In dropping my own comment on Matt’s site today, I told him that “as this is only a good-bye to a particular form of expression, I'll try not to allow myself to sound as if it's anything more than that.” Matt will still be around, making the occasional contribution to The House Next Door, and maybe even popping up here every once in a while when the urge to not-lurk grabs him. He’s off on an adventure that I feel confident will take him places that will create for him even truer, more fulfilling avenues of expression than has his distinguished career as a film critic. He leaves us today with one more indication that we will have many gems of cinema to treasure from him in the future. Here is his tribute to his wife Jennifer Dawson, a moving journey which ought to make each one of us understand the privilege of being so deeply loved.

Thanks for all the great work you’ve done so far, Matt, and all that is surely to come. Be talking to ya soon!

UPDATE APRIL 30 12:49 a.m.: Jim has put together a brief tribute to Matt's House-pitality that is as eloquent a testament to this talented writer-- one in which Matt's words speak for themselves-- as I could imagine. Thanks, Mr. Emerson.


Matt Zoller Seitz said...

Jesus, Dennis. Thank you. This is a lot to live up to. I'll try my best.

Dennis Cozzalio said...

Feeling a little like a post-Clarence George Bailey, my friend? I hope so. I don't mean to lay a passel of expectations at your feet. It's just that as much as I'll miss your writing, seeing what you'll have to offer as a filmmaker is going to be just as much fun. It's sheer selfishness on my part, of course-- I likes a good film. May you have many opportunities to show 'em your stuff.

bill said...

Although I read Matt's blog semi-regularly, I don't really have much to say, other than I'm fairly surprised about the news, but find his reasoning more than sound.

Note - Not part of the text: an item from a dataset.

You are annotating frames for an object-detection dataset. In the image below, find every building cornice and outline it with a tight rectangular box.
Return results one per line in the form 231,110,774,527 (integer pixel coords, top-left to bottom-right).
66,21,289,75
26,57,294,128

Also, I once took issue with something Matt wrote in his review of "Death Sentence" (it had nothing to do with the actual movie, which I haven't seen), and I posted a comment on his site. He responded, and there was a brief, but thoughtful, exchange between us (and with a mysterious "Anonymous" who was, frankly, a huge dick). We never came to an agreement, but the conversation never devolved into insults, or anything of the kind. As we all know, that's a rarity around these here internets, and now, with his departure, I guess it's even more rare.

Anonymous said...

How beautiful. The post and Matt's tribute.

Ali Arikan said...

This is a beautiful piece, Dennis - heartfelt, and eloquent, as always.